视觉伺服技术使机器人能够精确地将其末端执行器定位到目标对象上。虽然传统方法依赖于手工特征，因此无需特定任务训练即可普遍适用，但它们通常难以处理遮挡和环境变化，而基于学习的方法提高了稳健性，但通常需要大量训练。我们提出了一种利用预训练的视觉变换器进行语义特征提取的视觉伺服方法，结合了两种方法的优点，同时能够推广到样本之外。我们的方法在无干扰场景中实现了完全收敛，在干扰场景中相对于传统的基于图像的视觉伺服方法提高了高达3 1.2%的改进。即使没有特定任务或对象的训练，也能达到基于学习方法相当的收敛率。现实世界的评估证实了在末端执行器定位、工业箱体操作和仅使用同一类别参考进行未知物体抓取方面的稳健性能。我们的代码和仿真环境可在以下网址找到：https://alessandroscherl.github.io/ViT-VS/ 。

论文及项目相关链接

PDF

Summary
视觉伺服技术使机器人能够精确地将末端执行器定位到目标对象。结合预训练的视觉变压器进行语义特征提取，我们的方法结合了经典方法和基于学习的方法的优势，无需特定的任务或对象训练就能实现超越样本的泛化能力。在受干扰场景中，我们的方法相对于传统的图像视觉伺服技术提高了高达31.2%的性能。在现实世界的应用中，它在末端执行器定位、工业箱操作和同一类别对象的抓取中表现出稳健的性能。

Key Takeaways

该文本介绍了一种结合预训练视觉变压器进行语义特征提取的视觉伺服方法。
该方法结合了经典方法和基于学习的方法的优势，无需特定的任务或对象训练就能实现泛化。
在未受干扰的场景中，该方法实现了完全的收敛。
在受干扰场景中，该方法相对于传统图像视觉伺服技术提高了高达31.2%的性能。
该方法在机器人末端执行器定位、工业箱操作和同一类别对象的抓取中进行了现实世界的评估，表现出稳健的性能。
该方法具有强大的泛化能力，能够处理各种环境和对象的变化。

Cool Papers

点此查看论文截图

GBT-SAM: A Parameter-Efficient Depth-Aware Model for Generalizable Brain tumour Segmentation on mp-MRI

Authors:Cecilia Diana-Albelda, Roberto Alcover-Couso, Álvaro García-Martín, Jesus Bescos, Marcos Escudero-Viñolo

Gliomas are brain tumours that stand out for their highly lethal and aggressive nature, which demands a precise approach in their diagnosis.
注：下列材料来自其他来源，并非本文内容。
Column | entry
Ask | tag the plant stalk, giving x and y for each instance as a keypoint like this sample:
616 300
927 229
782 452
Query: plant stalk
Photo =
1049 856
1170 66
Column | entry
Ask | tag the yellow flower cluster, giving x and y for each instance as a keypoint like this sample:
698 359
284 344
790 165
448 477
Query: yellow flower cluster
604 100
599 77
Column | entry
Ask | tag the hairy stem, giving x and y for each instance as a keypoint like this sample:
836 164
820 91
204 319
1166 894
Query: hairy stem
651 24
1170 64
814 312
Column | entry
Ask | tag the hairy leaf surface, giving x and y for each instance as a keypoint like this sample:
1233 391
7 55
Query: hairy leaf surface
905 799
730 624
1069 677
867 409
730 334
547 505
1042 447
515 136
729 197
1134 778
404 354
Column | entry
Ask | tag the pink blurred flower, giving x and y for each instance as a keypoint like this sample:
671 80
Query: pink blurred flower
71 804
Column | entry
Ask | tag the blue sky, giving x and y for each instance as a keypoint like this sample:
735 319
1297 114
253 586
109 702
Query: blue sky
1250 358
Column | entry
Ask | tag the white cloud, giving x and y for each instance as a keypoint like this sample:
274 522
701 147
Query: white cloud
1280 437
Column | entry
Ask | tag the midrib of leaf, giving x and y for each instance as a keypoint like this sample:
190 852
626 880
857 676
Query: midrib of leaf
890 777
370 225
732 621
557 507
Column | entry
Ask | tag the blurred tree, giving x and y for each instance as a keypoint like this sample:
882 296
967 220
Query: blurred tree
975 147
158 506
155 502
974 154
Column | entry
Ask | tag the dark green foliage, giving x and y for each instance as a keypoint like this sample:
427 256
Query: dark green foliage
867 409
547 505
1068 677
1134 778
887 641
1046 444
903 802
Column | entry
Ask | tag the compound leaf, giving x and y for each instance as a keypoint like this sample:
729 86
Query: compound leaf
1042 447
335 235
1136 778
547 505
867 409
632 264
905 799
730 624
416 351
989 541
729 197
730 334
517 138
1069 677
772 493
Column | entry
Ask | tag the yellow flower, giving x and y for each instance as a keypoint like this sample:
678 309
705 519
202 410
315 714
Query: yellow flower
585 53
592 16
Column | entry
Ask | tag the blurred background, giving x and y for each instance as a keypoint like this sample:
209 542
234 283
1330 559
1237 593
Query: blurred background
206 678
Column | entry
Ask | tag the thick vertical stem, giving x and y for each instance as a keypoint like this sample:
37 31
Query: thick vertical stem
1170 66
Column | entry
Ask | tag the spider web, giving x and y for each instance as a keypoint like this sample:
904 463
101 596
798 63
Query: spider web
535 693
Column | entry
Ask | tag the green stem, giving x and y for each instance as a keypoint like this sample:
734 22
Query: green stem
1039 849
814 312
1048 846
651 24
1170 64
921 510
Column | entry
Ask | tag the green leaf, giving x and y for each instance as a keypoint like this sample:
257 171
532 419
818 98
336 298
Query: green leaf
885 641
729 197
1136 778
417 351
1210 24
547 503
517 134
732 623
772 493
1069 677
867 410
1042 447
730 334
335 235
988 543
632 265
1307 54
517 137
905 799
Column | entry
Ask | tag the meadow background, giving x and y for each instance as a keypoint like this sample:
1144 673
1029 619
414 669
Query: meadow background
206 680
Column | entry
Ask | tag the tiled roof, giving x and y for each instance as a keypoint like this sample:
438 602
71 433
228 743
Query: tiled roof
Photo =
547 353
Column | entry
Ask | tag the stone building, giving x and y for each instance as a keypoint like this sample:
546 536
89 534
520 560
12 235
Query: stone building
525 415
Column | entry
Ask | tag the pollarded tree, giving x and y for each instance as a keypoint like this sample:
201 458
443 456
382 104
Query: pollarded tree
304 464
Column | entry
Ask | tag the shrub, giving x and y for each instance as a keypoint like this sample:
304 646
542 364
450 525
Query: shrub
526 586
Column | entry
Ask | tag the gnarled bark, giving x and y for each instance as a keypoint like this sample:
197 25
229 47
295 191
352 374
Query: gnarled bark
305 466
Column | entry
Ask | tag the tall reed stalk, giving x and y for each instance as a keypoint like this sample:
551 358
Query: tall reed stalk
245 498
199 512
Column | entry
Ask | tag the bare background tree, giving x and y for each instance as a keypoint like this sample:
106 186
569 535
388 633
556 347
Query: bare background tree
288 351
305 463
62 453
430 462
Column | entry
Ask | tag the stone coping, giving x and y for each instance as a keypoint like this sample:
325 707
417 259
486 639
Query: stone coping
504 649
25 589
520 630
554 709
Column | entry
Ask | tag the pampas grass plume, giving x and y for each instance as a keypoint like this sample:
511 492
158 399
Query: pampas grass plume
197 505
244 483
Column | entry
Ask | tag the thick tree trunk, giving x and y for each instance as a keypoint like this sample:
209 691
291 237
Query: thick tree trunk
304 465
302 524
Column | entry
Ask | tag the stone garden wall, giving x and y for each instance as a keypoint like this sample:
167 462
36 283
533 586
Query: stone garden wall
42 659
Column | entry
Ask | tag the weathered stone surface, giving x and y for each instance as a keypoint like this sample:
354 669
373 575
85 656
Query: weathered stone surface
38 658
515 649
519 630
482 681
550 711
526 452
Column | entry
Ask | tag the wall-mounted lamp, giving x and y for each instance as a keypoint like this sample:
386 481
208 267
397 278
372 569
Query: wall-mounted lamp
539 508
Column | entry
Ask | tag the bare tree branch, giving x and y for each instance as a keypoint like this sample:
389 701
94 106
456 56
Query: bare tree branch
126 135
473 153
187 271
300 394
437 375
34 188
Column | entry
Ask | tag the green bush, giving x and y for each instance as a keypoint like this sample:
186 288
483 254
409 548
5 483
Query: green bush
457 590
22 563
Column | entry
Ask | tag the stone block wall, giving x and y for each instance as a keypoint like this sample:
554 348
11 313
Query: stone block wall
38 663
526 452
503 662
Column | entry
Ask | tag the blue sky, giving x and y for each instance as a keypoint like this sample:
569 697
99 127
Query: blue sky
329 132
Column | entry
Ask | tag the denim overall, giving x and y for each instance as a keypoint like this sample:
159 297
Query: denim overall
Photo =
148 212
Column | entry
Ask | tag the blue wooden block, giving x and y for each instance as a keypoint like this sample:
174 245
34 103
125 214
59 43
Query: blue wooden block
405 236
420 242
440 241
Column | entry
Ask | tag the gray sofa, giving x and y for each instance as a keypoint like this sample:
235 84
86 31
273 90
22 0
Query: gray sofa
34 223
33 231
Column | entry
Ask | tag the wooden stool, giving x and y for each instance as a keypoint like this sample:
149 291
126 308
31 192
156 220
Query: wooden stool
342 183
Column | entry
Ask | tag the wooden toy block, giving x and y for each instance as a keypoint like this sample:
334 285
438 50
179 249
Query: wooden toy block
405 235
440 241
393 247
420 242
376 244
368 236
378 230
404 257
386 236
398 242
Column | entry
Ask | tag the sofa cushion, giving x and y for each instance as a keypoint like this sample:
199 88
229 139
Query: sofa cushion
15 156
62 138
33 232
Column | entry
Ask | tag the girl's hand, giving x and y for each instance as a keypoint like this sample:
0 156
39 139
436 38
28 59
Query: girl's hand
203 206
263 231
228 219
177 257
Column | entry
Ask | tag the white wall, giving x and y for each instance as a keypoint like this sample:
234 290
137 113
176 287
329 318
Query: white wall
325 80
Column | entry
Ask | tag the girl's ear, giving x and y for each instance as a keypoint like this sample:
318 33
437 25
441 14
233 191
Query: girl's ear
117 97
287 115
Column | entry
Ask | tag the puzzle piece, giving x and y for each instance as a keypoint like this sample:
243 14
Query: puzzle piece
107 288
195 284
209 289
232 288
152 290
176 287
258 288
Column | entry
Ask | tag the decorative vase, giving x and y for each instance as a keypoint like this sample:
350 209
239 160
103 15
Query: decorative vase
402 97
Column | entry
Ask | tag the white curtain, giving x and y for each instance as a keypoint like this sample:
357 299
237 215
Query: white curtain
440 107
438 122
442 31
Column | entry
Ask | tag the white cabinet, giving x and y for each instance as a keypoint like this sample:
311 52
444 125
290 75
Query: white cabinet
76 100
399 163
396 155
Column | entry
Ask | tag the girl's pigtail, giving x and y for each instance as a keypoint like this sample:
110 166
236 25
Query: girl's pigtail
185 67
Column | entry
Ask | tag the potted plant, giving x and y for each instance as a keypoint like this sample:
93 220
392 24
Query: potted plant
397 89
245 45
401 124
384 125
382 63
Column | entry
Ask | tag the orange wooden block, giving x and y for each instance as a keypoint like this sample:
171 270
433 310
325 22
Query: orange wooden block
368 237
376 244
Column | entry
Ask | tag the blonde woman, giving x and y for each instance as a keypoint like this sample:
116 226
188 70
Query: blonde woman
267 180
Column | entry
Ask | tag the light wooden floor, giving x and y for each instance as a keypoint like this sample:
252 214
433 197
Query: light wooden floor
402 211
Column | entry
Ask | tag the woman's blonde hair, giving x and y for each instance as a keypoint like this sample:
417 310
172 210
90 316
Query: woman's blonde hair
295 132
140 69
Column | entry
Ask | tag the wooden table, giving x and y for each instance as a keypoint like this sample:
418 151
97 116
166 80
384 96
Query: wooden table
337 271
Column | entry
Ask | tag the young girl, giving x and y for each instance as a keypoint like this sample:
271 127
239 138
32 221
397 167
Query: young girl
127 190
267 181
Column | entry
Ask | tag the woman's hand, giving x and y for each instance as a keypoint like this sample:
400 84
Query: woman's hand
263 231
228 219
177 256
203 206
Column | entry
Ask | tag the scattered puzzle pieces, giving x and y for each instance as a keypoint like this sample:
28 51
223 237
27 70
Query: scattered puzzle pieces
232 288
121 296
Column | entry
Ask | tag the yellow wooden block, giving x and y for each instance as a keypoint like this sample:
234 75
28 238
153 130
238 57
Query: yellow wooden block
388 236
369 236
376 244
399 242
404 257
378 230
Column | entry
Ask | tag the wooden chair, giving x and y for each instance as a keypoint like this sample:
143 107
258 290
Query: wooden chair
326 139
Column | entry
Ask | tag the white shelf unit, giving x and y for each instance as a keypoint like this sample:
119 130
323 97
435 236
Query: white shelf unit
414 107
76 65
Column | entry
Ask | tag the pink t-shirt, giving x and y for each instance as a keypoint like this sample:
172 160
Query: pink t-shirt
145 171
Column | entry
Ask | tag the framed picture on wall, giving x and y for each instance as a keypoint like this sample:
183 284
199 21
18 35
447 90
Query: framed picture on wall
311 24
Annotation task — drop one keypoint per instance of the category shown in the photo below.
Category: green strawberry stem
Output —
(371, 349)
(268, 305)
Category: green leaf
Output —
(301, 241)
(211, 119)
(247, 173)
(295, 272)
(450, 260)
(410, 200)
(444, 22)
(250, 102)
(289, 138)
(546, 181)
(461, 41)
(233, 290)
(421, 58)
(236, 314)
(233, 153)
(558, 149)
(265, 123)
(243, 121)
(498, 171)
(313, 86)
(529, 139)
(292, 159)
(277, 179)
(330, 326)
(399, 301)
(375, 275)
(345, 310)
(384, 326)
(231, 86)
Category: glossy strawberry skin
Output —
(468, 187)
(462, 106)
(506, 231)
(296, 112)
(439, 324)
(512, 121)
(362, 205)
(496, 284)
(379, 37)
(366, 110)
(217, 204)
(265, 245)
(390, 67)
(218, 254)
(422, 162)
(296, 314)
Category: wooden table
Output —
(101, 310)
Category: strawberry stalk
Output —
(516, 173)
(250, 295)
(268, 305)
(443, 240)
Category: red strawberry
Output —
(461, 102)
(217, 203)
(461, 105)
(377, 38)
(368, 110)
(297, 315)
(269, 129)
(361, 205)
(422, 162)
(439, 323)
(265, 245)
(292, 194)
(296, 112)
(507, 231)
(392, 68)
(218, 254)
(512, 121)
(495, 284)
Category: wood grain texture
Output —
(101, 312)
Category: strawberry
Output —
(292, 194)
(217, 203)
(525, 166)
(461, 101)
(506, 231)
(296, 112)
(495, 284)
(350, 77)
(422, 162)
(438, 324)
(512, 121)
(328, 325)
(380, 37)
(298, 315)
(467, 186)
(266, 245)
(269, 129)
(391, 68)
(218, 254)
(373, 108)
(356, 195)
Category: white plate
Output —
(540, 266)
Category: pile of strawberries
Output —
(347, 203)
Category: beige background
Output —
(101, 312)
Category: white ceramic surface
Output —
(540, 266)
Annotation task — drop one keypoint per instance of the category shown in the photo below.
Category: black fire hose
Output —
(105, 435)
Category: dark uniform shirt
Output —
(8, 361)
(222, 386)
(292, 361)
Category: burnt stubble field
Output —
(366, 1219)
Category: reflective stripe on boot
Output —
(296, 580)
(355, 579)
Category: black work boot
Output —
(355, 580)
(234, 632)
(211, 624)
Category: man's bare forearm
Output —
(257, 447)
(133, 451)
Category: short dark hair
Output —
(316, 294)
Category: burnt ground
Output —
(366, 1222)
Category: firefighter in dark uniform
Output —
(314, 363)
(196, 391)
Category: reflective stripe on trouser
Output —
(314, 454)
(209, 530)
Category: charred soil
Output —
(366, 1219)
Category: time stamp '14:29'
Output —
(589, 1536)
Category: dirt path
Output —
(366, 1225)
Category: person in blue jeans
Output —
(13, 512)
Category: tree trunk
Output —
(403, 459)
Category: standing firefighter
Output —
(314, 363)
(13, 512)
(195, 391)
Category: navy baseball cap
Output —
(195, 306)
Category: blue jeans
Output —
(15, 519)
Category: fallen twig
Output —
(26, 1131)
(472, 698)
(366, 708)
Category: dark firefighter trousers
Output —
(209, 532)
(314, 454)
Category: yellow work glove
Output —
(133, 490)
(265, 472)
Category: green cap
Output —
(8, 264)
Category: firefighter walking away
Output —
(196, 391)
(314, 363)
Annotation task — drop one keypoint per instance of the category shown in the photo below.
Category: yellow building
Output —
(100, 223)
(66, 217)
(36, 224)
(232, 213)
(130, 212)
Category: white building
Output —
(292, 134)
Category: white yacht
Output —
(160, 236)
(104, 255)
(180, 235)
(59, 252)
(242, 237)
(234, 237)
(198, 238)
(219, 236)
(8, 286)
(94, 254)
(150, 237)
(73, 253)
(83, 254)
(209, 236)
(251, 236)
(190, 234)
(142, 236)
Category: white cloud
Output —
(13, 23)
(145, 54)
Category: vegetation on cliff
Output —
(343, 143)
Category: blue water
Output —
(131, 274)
Medical image segmentation plays a crucial role in the evaluation and follow-up of these tumours, allowing specialists to analyse their morphology. However, existing methods for automatic glioma segmentation often lack generalization capability across other brain tumour domains, require extensive computational resources, or fail to fully utilize the multi-parametric MRI (mp-MRI) data used to delineate them. In this work, we introduce GBT-SAM, a novel Generalizable Brain Tumour (GBT) framework that extends the Segment Anything Model (SAM) to brain tumour segmentation tasks. Our method employs a two-step training protocol: first, fine-tuning the patch embedding layer to process the entire mp-MRI modalities, and second, incorporating parameter-efficient LoRA blocks and a Depth-Condition block into the Vision Transformer (ViT) to capture inter-slice correlations. GBT-SAM achieves state-of-the-art performance on the Adult Glioma dataset (Dice Score of $93.54$) while demonstrating robust generalization across Meningioma, Pediatric Glioma, and Sub-Saharan Glioma datasets. Furthermore, GBT-SAM uses less than 6.5M trainable parameters, thus offering an efficient solution for brain tumour segmentation. \ Our code and models are available at https://github.com/vpulab/med-sam-brain .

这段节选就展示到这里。